Private Counselling A Reasonable Adjustment For Employee Suffering From Work-Related Stress

In Croft Vets Ltd and Ors v Butcher an employer breached its duty to make reasonable adjustments under the Equality Act 2010 by not paying for an employee who was suffering from work-related stress and depression to have private counselling.

In Croft Vets Ltd and Ors v Butcher an employer breached its duty to make reasonable adjustments under the Equality Act 2010 by not paying for an employee who was suffering from work-related stress and depression to have private counselling.

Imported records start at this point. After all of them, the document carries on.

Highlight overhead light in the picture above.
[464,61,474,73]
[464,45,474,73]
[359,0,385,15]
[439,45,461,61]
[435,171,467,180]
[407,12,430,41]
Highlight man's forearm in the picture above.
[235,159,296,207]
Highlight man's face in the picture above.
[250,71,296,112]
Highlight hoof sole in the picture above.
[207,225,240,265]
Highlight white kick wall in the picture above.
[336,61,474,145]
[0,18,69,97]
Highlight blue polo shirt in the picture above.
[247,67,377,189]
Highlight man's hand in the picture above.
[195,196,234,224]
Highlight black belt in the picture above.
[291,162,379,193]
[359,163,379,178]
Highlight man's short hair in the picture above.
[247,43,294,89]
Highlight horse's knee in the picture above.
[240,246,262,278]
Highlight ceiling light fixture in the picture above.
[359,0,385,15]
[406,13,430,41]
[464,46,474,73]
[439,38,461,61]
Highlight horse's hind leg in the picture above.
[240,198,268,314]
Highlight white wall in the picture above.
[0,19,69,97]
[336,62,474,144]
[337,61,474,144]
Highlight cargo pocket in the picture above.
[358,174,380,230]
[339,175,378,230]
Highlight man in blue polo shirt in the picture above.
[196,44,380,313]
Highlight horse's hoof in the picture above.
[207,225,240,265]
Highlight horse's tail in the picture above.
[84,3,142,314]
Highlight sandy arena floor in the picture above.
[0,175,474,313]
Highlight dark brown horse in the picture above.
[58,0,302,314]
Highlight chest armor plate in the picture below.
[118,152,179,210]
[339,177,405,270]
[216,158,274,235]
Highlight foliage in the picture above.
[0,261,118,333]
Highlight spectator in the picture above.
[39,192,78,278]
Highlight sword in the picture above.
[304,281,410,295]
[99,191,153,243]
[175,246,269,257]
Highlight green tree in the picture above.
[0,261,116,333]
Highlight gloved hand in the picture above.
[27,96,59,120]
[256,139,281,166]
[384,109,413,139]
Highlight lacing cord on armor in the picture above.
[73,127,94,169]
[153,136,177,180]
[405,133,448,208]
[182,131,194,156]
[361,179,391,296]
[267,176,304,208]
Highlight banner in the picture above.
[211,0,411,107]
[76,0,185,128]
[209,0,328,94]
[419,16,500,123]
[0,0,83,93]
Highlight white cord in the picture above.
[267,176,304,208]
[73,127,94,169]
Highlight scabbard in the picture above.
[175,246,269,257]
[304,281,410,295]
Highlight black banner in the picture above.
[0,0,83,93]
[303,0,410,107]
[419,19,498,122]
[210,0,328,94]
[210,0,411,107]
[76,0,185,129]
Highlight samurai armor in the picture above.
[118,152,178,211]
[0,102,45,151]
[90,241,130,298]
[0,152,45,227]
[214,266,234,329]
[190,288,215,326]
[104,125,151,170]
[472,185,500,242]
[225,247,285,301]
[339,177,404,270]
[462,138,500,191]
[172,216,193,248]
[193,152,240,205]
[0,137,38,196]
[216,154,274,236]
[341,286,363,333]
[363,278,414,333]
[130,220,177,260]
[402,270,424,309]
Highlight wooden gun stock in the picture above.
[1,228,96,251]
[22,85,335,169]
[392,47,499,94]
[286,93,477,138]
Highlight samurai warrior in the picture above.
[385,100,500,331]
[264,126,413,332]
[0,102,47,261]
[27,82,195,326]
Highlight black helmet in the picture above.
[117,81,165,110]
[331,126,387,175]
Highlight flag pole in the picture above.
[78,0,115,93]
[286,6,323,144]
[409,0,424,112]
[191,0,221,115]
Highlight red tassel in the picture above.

Mrs Butcher was employed as a finance and reception manager at Crofts Vets – an extremely demanding role. Finding it increasingly difficult to cope, Mrs Butcher went off sick and was subsequently diagnosed with long-term work-related stress and “classical depression” (conditions which constituted a “disability” for the purposes of the Equality Act 2010).

Crofts Vets referred Mrs Butcher to a clinical psychiatrist, who made the recommendation that she attend psychiatric sessions and counselling.

In November 2010, Mrs Butcher resigned from her employment when her employers failed to act on the recommendations made by the clinical psychiatrist.  Further, she claimed that her intolerable workload had caused her stress and depression.

The Employment Appeals Tribunal (EAT) held that Croft Vets had failed in its duty to make reasonable adjustments. The purpose of a reasonable adjustment is to avoid any disadvantage that a disabled employee suffers (when compared with a non-disabled employee) as a result of any provision, criteria or practice (PCP) applied by the employer. In this case, the PCP was simply for Mrs Butcher to attend work and perform her role. However, due to her mental impairment, Mrs Butcher was unable meet this PCP and was placed at a disadvantage when compared with other employees not suffering from depression.

The EAT held that funding private counselling fell within the definition of a reasonable adjustment. The purpose of the adjustment was to enable Mrs Butcher to return to work and deal with the demands of her role. Further, the adjustment was “job-related” as medical evidence had suggested that Mrs Butcher was suffering from predominantly work-related stress. It was emphasised that the issue in the case was not that of the payment for private medical treatment in general, but, rather, payment for a specific form of support to enable Mrs Butcher to return to work.

The case reminds employers of the importance of carefully considering the recommendations of medical practitioners in making reasonable adjustments to support a disabled employee at work, or in a return to work.

Whilst paying for an employee’s private medical treatment does seem an onerous burden, employers should be reminded that, when making reasonable adjustments, what is “reasonable” will of course depend on the size and resources of the employer. Paying for an employee’s private medical treatment may well assist an employee in returning and coping at work, however an employer will only be expected to fund what is “reasonable” in the circumstances.